Residual Connection

1. How do Residual connection help in learning?
2. Thoughts

1. How do Residual connection help in learning?

References:

Visualizing the Loss Landscape of Neural Nets [pdf][arXiv]
Gradients Explode - Deep Networks are Shallow - Residual explained [pdf][ICLR 2018]

Figure 1: Mechanisms that make Residual Connection effective for learning in deep neural network. The mathematical formulation of diluting non-linearity is not shown here. Generated using NotebookLM.

1.1. Identity Baseline

Instead of having to learn \(F(x) = y(x)\) the network needs to learn \(F(x) = y(x) - x\).

At initialization, network defaults to an identity function, providing a stable starting point for SGD.

Optimization Target: Instead of discovering a complex function from scratch, the optimizer only needs to learn the correction (residual) to the current state.

1.2. Gradient Dynamics and Conditioning

In plain networks, backpropagation involves repeated Jacobian multiplications, leading to vanishing or exploding gradients.

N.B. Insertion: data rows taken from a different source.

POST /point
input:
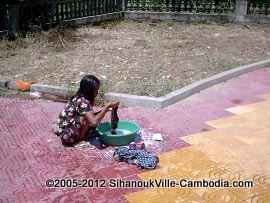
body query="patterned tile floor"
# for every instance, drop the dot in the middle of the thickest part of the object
(220, 133)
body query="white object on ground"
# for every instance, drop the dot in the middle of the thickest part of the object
(35, 94)
(157, 137)
(118, 132)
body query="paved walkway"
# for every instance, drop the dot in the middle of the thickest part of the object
(220, 133)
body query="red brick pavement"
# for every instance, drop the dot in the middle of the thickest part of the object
(30, 153)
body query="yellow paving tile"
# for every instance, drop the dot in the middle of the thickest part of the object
(237, 150)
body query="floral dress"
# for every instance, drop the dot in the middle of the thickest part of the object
(69, 122)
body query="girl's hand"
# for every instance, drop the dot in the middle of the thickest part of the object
(112, 104)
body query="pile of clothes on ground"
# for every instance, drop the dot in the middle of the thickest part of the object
(136, 154)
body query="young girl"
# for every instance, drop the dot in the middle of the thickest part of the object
(77, 116)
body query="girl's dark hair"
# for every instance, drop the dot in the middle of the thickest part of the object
(87, 88)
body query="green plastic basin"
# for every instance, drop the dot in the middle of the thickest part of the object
(126, 132)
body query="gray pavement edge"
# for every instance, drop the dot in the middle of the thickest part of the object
(127, 100)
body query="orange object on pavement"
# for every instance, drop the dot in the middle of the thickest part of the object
(23, 86)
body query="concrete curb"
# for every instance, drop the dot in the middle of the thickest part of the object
(150, 102)
(173, 97)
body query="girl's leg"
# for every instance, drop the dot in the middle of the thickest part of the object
(84, 128)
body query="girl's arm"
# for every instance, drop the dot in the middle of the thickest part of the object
(94, 120)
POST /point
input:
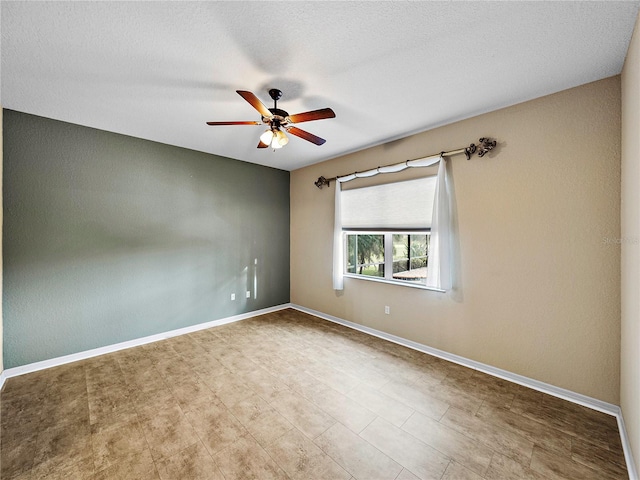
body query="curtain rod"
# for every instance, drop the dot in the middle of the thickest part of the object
(486, 145)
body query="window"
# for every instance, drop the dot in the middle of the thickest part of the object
(386, 231)
(390, 256)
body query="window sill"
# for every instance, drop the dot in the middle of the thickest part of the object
(392, 282)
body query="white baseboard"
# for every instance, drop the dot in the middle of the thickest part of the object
(74, 357)
(565, 394)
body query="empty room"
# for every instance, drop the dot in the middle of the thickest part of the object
(301, 240)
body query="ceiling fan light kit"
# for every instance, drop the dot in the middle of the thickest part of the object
(278, 120)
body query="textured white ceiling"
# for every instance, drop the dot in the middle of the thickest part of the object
(160, 70)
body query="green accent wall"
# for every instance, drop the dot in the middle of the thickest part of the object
(109, 238)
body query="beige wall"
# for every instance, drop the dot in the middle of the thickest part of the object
(630, 237)
(540, 286)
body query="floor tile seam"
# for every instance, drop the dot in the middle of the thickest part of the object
(572, 434)
(570, 459)
(578, 460)
(515, 431)
(273, 459)
(94, 452)
(491, 450)
(575, 460)
(487, 445)
(420, 442)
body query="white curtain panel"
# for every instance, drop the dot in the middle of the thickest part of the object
(440, 250)
(338, 246)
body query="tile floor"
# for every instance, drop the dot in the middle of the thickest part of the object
(287, 395)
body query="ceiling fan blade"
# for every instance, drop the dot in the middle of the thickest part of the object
(310, 137)
(255, 102)
(312, 115)
(234, 123)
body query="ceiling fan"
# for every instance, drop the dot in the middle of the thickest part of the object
(278, 120)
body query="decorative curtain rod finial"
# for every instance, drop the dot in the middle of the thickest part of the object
(486, 145)
(321, 182)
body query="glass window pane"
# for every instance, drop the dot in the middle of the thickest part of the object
(351, 253)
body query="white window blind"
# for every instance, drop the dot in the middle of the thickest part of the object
(398, 205)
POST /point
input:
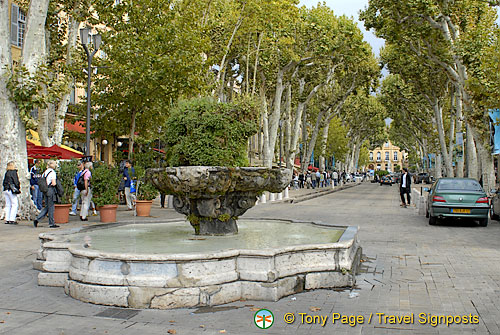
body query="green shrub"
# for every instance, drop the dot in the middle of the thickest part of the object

In \(y = F(x) + x\), the gradient \(\frac {\partial y}{\partial x} = \frac {\partial F}{\partial x} + I\) ensures a constant signal passes through, regardless of the complexity of \(F\). This means the layer Jacobian stays close to identity when the residual weights are small.

With Jacobian close to identity, we have better conditioning which allows for larger learning rates and more stable updates without the risk of divergence.

1.3. Ensemble Effect

A network with \(n\) blocks contains \(2^n\) possible paths from input to output. Most gradient signal during training is carried by shorter paths. Deep paths contribute less to the total gradient, effectively making the model an ensemble of relatively shallow networks.

Residual blocks are weakly dependent, functioning more like additive refinements than sequential transformations. Removing a single block during inference causes minimal performance degradation (unlike plain networks where every layer is a critical dependency). This phenomenon is described in the paper "Residual Networks Behave Like Ensembles of Relatively Shallow Networks".

1.4. Loss Landscape Geometry

The structural changes translate into a more "trainable" mathematical surface.

Flatness: Skip connections smooth the loss landscape, reducing the prevalence of sharp minima and chaotic curvatures.
Connectivity: Low-loss regions are better connected, helping minibatch SGD avoid getting trapped in poor local optima.
Convex-like Behavior: By reducing the effective nonlinearity per layer, the local curvature becomes less extreme, making first-order optimizers (SGD/Adam) behave more like second-order methods.

Figure 2: Smooth loss landscape when using skip connections. From paper: Visualizing the Loss Landscape of Neural Nets #

Also the training dynamics are better for network with skip connection. The non-chaotic landscape are dominated by wide, nearly convex minimizers. If we visualize the training dynamics by using PCA of the weight changes then we see that 40%-90% of the descent path is along the first two principal components. i.e. gradient descent path is very low dimentional. [Section 7 for paper Visualizing the Loss Landscape of Neural Nets #]

1.5. Diluting Non-linearity

Skip connection dilutes the non-linearity and reduce exploding gradient problem. Since, diluting a nonlinearity by \(k\) reduces the gradient by a factor of \(k^2 +1\). A small reduction in representational capacity achieves a large amount of graident reduction and thus allow better training.

This concept is defined in the Gradients Explode paper.

k-diluted: If we view a function as composed of linear component and non-linear component, then the function is k-diluted if the linear component is \(k\) times larger than the non-linear components in quadratic expectation. This effectively means for large \(k\), the function is well approximated by a linear function.

Formally [#], a function \(f\) is k-diluted wrt to a random vector \(v\) if there exits a matrix \(S\) and a function \(\rho\) such that

\begin{align*} f(v) = Sv + \rho(v) &&\textrm{and}&& \frac {\mathbb Q_v ||Sv||_2} {\mathbb Q_v ||\rho(v)||_2} = k \end{align*}

where \(\mathbb Q\) is quadratic expectation \(\mathbb Q[X] = \mathbb E [X^2]^{1/2}\)

2. Thoughts

In the paper Transformers Represent Belief State Geometry in their Residual Stream - Page 8, the authors hypothesize that residual connection is necessary for the transformer/RNN to learn the belief state geometry.